Sementara kata mu’addib berarti educator (pendidik) atau teacher in koranic
school (guru dalam lembaga pendidikan al-Qur’an).
Adanya perbedaan dalam penggunaan
istilah pendidik, juga berangkat dari penggunaan istilah pendidikan yang
digunakan. Bagi orang yang berpendapat bahwa istilah yang tepat untuk
menggunakan pendidikan adalah tarbiyah, maka seorang pendidik disebut murabbi,
jika ta’līm yang dianggap lebih tepat, maka pendidiknya disebut mu’allim, dan
jika ta’dīb yang dianggap lebih cocok untuk makna pendidikan, maka pendidik
disebut dengan mu’addib.
Kata ”murabbi”, sering
dijumpai dalam kalimat yang orientasinya lebih mengarah pada pemeliharaan, baik
yang bersifat jasmani atau rohani. Pemeliharaan seperti ini terlihat dalam
proses orang tua membesarkan anaknya. Mereka tentunya berusaha memberikan
pelayanan secara penuh agar anaknnya tumbuh dengan fisik yang sehat dan
kepribadian serta akhlak terpuji. Mu’addib mengacu kepada guru yang memiliki
sifat-sifat rabbani yaitu nama yang diberikan bagi orang-orang yang bijaksana
dan terpelajar yang memiliki sikap tanggung jawab yang tinggi serta mempunyai
jiwa kasih sayang terhadap peserta didik. Sedangkan kata ”mu’allim” memberikan
konsekuensi bahwa guru adalah seorang yang alim (ilmuan), menguasai ilmu
pengetahuan, kreatif dan memiliki komitmen dalam pengembangan ilmu. Dalam
pengertian ini maka seorang guru harus kaya dengan ilmu dan aktivitas dan ia
berusaha untuk memberikan pengetahuannya tersebut kepada peserta didiknya.
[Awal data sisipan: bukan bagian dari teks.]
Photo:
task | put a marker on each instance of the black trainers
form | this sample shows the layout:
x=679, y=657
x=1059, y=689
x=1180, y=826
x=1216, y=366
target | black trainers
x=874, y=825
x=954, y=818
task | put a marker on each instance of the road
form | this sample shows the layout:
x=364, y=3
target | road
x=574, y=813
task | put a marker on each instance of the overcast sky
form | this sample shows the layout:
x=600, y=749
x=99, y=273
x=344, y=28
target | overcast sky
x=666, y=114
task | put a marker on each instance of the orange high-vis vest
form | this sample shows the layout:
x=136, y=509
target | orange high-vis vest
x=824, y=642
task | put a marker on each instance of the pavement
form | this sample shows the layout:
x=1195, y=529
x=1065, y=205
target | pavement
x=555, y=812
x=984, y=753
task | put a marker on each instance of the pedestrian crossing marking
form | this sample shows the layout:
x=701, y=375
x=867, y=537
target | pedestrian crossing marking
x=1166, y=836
Meskipun terdapat berbagai perbedaan
istilah, yang jelasnya makna dasar dari masing-masing istilah tersebut
terkandung di dalam konsep ”pendidik” dalam pendidikan Islam. Dengan demikian,
”pendidik” tidak hanya sebagai orang yang menyampaikan materi kepada peserta
didik (transfer of knowladge), tetapi lebih dari itu ia juga bertugas untuk
mengembangkan kemampuan peserta didik secara optimal (tranformation of
knowladge) serta menanamkan nilai (internalitation of values) yang berlandaskan
kepada ajaran Islam. Tegasnya, seorang pendidik berperan besar dalam
menumbuh-kembangkan berbagai potensi positif peserta didik secara optimal
sehingga tujuan pendidikan Islam yang ideal dapat diraih.
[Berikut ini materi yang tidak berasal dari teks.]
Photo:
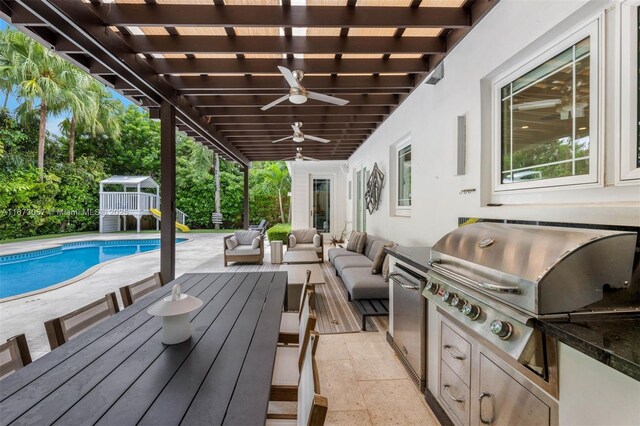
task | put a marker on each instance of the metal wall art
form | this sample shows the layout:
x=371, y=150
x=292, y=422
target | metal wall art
x=374, y=189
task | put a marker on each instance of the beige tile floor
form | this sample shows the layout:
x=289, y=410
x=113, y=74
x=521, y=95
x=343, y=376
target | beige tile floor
x=366, y=384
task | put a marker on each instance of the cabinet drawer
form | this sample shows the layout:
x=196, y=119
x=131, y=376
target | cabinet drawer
x=454, y=393
x=456, y=352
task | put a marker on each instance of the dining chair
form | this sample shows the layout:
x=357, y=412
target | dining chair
x=62, y=329
x=289, y=359
x=312, y=407
x=290, y=321
x=14, y=354
x=132, y=292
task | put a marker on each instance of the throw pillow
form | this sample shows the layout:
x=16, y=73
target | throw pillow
x=232, y=243
x=385, y=269
x=357, y=241
x=380, y=258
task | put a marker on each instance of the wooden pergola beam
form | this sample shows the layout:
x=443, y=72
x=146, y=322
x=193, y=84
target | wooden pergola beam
x=261, y=100
x=278, y=45
x=318, y=66
x=259, y=82
x=168, y=15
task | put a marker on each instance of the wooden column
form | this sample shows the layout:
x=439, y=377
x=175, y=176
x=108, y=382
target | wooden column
x=245, y=171
x=167, y=192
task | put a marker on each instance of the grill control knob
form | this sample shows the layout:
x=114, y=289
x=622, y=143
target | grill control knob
x=447, y=297
x=432, y=287
x=457, y=302
x=502, y=329
x=471, y=311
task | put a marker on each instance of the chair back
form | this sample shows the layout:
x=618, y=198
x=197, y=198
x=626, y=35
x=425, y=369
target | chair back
x=312, y=408
x=307, y=324
x=132, y=292
x=62, y=329
x=14, y=354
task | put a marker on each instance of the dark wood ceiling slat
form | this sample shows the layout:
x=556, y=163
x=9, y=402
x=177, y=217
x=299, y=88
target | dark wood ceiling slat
x=276, y=16
x=278, y=45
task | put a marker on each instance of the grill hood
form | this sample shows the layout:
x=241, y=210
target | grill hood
x=541, y=270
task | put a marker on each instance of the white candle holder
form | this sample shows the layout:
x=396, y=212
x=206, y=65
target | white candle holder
x=174, y=311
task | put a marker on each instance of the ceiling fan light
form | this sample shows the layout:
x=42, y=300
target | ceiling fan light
x=297, y=99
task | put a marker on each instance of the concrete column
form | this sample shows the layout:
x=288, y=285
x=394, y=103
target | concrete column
x=168, y=191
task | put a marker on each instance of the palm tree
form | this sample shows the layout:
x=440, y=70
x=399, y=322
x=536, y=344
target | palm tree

Menurut Ramayulis, pendidik dalam
pendidikan Islam setidaknya ada empat macam. Pertama, Allah SWT sebagai
pendidik bagi hamba-hamba dan sekalian makhluk-Nya. Kedua, Nabi Muhammad SAW
sebagai utusan-Nya telah menerima wahyu dari Allah kemudian bertugas untuk
menyampaikan petunjuk-petunjuk yang ada di dalamnya kepada seluruh manusia.
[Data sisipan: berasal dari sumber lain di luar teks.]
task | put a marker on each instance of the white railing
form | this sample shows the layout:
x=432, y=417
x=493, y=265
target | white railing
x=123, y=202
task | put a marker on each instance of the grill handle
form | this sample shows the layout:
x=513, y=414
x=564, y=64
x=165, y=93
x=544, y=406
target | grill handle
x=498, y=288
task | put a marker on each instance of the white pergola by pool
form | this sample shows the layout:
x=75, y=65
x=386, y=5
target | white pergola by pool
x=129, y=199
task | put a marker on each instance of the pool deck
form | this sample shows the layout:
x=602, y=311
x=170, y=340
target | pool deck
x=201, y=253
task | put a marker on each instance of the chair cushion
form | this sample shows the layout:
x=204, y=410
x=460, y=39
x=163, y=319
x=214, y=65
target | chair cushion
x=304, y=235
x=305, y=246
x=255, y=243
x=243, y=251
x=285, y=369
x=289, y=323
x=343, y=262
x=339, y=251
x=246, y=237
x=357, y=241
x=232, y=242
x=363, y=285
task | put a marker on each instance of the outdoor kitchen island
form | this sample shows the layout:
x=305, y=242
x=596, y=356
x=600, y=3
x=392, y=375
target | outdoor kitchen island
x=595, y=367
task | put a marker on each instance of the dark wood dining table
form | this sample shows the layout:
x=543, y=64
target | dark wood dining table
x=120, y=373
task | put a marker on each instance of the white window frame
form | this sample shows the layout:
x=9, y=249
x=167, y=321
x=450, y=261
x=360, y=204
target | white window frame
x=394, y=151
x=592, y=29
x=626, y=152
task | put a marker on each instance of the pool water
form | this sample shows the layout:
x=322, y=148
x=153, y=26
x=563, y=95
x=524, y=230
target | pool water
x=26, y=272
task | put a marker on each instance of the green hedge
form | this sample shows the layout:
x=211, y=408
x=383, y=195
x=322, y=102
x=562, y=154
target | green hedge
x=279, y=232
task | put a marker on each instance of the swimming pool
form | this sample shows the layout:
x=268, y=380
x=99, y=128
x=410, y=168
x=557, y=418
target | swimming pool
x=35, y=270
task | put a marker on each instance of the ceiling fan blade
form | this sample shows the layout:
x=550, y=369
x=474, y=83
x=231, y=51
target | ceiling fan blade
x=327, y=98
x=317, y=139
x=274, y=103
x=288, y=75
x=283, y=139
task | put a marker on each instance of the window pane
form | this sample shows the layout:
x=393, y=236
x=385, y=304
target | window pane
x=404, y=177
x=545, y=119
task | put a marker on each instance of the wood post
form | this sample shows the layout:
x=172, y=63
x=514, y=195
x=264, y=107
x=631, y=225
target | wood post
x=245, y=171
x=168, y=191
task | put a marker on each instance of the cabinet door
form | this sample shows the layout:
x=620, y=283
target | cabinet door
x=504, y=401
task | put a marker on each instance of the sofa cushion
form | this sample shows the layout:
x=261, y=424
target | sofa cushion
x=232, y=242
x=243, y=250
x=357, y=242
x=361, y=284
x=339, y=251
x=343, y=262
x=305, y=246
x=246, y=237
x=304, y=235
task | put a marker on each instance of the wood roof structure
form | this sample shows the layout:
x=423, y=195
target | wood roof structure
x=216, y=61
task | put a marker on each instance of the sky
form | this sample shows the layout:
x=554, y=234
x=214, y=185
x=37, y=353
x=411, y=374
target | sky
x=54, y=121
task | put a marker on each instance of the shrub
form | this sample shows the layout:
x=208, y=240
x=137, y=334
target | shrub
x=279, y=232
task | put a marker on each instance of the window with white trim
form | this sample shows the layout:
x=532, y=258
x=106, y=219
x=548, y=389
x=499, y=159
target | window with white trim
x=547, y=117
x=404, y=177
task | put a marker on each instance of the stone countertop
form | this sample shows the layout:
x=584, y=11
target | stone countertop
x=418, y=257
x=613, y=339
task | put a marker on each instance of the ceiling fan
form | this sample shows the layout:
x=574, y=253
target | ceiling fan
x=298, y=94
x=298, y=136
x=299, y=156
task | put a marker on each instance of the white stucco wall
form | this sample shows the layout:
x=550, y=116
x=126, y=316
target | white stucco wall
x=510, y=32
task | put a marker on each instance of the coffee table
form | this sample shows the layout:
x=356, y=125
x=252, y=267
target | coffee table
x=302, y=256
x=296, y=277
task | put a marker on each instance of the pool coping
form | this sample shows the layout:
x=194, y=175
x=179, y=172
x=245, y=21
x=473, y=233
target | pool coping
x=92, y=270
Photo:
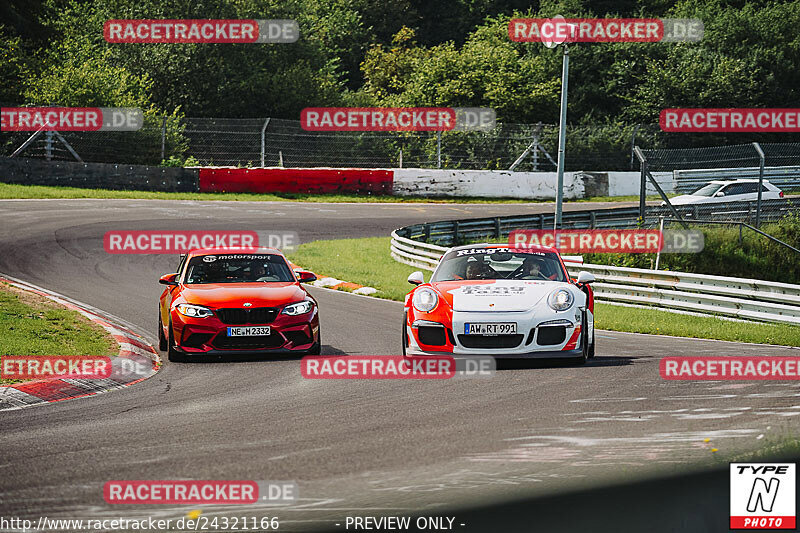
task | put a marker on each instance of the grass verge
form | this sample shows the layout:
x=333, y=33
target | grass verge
x=9, y=191
x=34, y=325
x=367, y=262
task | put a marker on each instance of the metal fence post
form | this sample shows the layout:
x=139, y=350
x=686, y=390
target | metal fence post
x=633, y=143
x=642, y=184
x=760, y=182
x=163, y=137
x=438, y=149
x=263, y=143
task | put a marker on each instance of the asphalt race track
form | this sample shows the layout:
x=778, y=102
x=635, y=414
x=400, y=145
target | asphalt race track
x=355, y=448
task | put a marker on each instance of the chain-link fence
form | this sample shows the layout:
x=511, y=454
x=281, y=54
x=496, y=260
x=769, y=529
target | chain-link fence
x=280, y=142
x=727, y=188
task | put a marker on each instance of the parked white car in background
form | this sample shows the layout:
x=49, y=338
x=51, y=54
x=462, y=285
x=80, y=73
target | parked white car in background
x=744, y=190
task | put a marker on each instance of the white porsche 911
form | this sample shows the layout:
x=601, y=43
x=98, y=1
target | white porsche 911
x=489, y=299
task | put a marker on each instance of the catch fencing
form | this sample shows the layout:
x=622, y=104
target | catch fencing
x=452, y=232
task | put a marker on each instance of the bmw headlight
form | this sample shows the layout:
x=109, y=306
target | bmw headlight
x=194, y=311
x=425, y=299
x=299, y=308
x=560, y=300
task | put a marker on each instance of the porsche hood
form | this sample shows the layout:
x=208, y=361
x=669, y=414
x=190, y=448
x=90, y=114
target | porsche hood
x=499, y=295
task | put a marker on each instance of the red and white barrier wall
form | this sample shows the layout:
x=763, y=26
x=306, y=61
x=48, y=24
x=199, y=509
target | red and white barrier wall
x=295, y=180
x=422, y=182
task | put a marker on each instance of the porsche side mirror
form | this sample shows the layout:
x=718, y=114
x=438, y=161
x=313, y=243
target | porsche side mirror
x=168, y=279
x=416, y=278
x=304, y=276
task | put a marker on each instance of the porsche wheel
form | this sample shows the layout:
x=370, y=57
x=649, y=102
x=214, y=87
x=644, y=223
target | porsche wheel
x=584, y=344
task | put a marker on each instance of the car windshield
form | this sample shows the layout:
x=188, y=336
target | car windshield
x=238, y=268
x=499, y=263
x=708, y=190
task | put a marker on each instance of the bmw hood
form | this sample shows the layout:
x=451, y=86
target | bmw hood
x=216, y=295
x=502, y=295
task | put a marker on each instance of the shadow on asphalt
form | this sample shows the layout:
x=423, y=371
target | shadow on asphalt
x=518, y=364
x=250, y=358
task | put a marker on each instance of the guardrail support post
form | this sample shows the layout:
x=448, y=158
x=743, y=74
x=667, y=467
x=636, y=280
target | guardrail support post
x=760, y=182
x=263, y=143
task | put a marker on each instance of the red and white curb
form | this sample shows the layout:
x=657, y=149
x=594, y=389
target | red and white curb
x=136, y=361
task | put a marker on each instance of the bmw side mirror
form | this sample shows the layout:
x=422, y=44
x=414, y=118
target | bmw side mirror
x=169, y=279
x=304, y=276
x=416, y=278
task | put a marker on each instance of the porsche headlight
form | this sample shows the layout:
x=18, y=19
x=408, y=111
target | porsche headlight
x=299, y=308
x=194, y=311
x=425, y=299
x=560, y=300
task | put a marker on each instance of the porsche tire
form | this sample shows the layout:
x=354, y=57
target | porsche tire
x=405, y=333
x=580, y=360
Ketiga, orang tua sebagai pendidik dalam lingkungan keluarga bagi anak-anaknya.
Keempat, Guru sebagai pendidik di lingkungan pendidikan formal, seperti di
sekolah atau madrasah. Namun pendidik yang lebih banyak dibicarakan dalam
pembahasan ini adalah pendidik dalam bentuk yang keempat.
2. Kedudukan Pendidik
a. Pendidik dalam al-Qur’an
Secara eksplisit, memang tidak
ditemukan ayat-ayat al-Qur’an yang berbicara tentang pendidik. Namun secara
implisit, al-Qur’an membicarakan tentang pendidik. Hal itu dapat dilihat dari
konsep al-Qur’an tentang ilmu dan kedudukan orang-orang yang berilmu. Orang
yang berilmu ini tentunya memiliki hubungan erat dengan pendidik, dimana
pendidik adalah orang yang memiliki dan mengajarkan ilmu.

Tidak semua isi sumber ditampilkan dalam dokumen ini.